Here are the best exercises you can do in your house, backyard, or a park right now (for free):
1 – Burpees.
Fall, push-up, jump onto your feet, and jump as high as you can. Not only is this a great exercise for strength in the legs and arms, but it’s also great cardio. You’ll feel your heart rate rise after just a few reps.
2 – Push-ups
Always keep the chin forward and the back straight. Push-ups can be modified by dropping the knees. Slowly drop down and slowly come back up to increase strength gains and prevent injury.
3 – Lunges
Straight back, long strides. Stand tall. Keep it nice and slow to avoid injuring the knees.
4 – Squats
Keep the back as straight as a board and your weight on your heels. Drop your butt down to a 90 degree angle in the knee joint. Nice and slow, let it burn. Slowly down, slowly back up.
5 – Jump Squats
Slowly lower your butt into the squatting position and then explode upwards. Land in the squatting position.
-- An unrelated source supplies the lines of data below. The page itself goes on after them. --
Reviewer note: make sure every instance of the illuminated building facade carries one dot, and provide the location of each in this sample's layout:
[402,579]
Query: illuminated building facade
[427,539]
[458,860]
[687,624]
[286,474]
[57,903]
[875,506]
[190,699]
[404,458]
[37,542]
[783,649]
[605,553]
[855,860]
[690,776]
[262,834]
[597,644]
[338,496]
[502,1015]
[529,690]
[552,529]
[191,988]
This is also great cardio.
6 – Jump Lunges
Lunge one foot forward and then explode up and land with the other foot forward. Great cardio, as well.
7 – Calve Raises
Slowly rise up onto your toes and slowly lower back down to the ground. Again, the slow movement will increase strength gains and prevent injury.
8 – Planks and Side Planks
Keep the back straight and don’t let the butt fall. Roll over to one side to hit the oblique muscles more directly. Hold for as long as you can each time, shooting for 30-60 seconds.
9 – Dips (On a chair or stairs)
This is an amazing tricep exercise. Sit on a chair, place the palms of the hands on the seat by your sides, slide your butt off the edge of the chair and dip down. Up and down, nice and slow.
10 – Step ups and Box Jumps (On a chair or stairs)
Make sure you have a sturdy, strong chair or surface to land on. Slowly stepping up and down is great for the leg muscles (with each foot having a turn, example – step with the left foot first up and down 20 times, then step first with the right foot up and down 20 times). Do the step-ups as quickly as possible to give yourself a great cardio workout.
11 – Oblique Crunches/Side Crunches
This is a great way to isolate the oblique abdominal muscles while simultaneously utilizing the central abs.
12 – Bridges
This exercise is great for the abs and butt. As always, keep the movements nice and slow to really feel the burn.
I hope this helps. Thanks for reading and always be careful trying any new exercise movements. Don’t pay ridiculous amounts of money for equipment and memberships, just find some space and get to work.